Line 190, please provide the significance formula mentioned and briefly explain it.
Lines 199 to 213. There are two steps for feature representation and the first step has two steps on its own. These two paragraphs are very confusing to read. Maybe present an overview of steps and substeps using a list with bullet points. The text states that step two and step two of step one are presented in sections 4.5 and 4.4 respectively however such sections don’t exist in the paper. Lines 239 and 245 also refer to subsections of 4, authors probably meant 2.4 and 2.2 respectively.
Line 243, the formula seems to be out of context. Better to introduce the formula before the explanation. Most of the formulas in page 8 are lacking proper context. It could be an alignment issue but only the loss function is connected to the paragraph. Line 286 has an issue with the symbols that represent the word pairs. The formulas on page 9 are also not properly introduced or explained.
The prompt for Figure 3 is not consistent with other prompts that provide a brief explanation of the diagram. The introduction of Figure 3 in the text is also abrupt and out of context (line 246)
The sentence at 304 is unclear in meaning.
Section 3 is lacking a brief introduction to the section.
The tables with results for the experiments show absolute percentage differences. The text would benefit from showing relative percentage improvements. A bar graph might be appropriate for aggregating all this information.
The experiments are well framed and the authors went above and beyond to show the soundness of their results. Also, the code provided in the raw data is complete and clear. The two datasets that were used (MAVEN-ERE and ACE 2005) are popular enough to provide a common framework for comparing with other approaches. Also, reporting on 4 different metrics takes away any concern about accidental improvement. Additionally, the model is tested without filtering and without the graph extractor to show the impact that each of these components has on the overall performance.

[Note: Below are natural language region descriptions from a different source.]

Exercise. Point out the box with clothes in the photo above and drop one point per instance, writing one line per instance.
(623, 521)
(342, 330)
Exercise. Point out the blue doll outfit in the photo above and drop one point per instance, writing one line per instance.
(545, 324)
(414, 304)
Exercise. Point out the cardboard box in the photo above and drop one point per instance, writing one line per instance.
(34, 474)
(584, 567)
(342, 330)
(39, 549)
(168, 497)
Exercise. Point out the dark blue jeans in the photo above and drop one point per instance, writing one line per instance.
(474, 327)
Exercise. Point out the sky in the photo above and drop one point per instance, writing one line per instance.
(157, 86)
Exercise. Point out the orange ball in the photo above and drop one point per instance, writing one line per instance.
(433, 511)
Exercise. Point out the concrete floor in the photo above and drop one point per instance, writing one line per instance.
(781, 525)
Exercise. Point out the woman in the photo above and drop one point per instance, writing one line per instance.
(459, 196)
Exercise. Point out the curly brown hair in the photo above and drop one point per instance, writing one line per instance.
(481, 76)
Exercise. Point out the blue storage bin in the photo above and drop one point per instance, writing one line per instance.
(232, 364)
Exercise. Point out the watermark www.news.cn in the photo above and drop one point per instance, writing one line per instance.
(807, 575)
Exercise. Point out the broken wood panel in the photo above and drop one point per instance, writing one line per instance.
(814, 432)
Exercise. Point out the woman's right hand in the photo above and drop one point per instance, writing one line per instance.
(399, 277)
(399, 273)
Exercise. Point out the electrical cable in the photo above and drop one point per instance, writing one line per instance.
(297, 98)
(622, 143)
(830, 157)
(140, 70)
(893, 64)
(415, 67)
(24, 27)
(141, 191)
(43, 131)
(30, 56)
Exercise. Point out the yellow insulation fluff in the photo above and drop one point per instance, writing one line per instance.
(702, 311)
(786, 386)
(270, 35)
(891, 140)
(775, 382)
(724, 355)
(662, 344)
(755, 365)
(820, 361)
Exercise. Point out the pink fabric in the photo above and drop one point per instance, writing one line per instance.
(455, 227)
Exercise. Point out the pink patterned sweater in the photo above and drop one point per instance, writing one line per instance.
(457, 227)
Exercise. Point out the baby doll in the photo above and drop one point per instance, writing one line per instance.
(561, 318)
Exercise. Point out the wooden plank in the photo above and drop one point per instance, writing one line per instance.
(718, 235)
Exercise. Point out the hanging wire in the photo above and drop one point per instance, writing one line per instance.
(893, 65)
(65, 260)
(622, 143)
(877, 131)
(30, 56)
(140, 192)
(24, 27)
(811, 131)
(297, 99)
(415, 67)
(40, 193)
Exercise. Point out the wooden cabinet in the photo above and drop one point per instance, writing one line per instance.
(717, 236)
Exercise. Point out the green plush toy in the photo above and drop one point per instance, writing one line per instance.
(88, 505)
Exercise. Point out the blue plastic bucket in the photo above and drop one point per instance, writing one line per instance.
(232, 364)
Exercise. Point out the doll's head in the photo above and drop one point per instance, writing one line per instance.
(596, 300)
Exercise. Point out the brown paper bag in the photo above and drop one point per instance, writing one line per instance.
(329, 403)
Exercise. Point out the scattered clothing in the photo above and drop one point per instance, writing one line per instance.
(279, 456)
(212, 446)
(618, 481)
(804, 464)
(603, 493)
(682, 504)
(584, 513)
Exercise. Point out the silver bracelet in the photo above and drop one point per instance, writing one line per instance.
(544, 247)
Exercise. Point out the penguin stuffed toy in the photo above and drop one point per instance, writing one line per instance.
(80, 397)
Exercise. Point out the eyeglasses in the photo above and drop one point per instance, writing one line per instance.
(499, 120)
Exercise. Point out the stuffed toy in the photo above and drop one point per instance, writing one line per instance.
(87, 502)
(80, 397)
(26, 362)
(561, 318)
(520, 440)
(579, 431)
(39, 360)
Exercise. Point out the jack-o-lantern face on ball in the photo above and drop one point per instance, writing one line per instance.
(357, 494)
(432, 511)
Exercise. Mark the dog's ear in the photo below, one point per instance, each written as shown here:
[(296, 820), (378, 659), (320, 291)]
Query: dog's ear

It is clear that the approach as a whole is an improvement in clustering metrics over other similar approaches. When the different components of the proposed system (like filtering and extraction) are removed, then the framework's performance fails to surpass the closest clustering method (ETypeClus). However, each component of the clustering framework has been carefully designed to fit into the method as a whole so it would be hard to evaluate what is causing the biggest gain in performance.
Overall the paper presents a sound and well-tested approach to event schema induction. The text needs considerable work to make it more accessible and free of errors. Otherwise, the idea is novel enough and with merit and I appreciate the well structured code and raw data included.
Introduction is not clear:
- Does not seem self-contained, using several terms not previously introduced.
- The definition of the event schema induction problem is not easy to grasp in the text, which does not include enough examples and citations.
- The motivation for the proposed method and its design choices seems based on vague claims, without clear justification or references to back them up.
- The list of main contributions of the study does not seem to mention contributions but rather mere tasks that were carried out.
Typos and formatting errors are present in several parts of the text.
The term "graph" is mentioned in the text several times in a vague and inconsistent way. I would suggest reviewing and making this more clear and formal.
The section that introduces the methodology is very difficult to follow and seems overly complicated. A series of adopted techniques are listed, without clear justification or intuitive explanation. It does not always make it clear which ideas are original or adapted from previous work. All of this makes it difficult to assess the technical merit and correctness of the methodology, as well as its independent reproduction.
I don't think the text clearly defines the research question or how it is approached.
The results seem to show the potential of the proposed methodology. However, given the previous comments, it is difficult to verify its validity.
The data appears to have all been made available, but the conclusions are not technically clear given the previous comments again.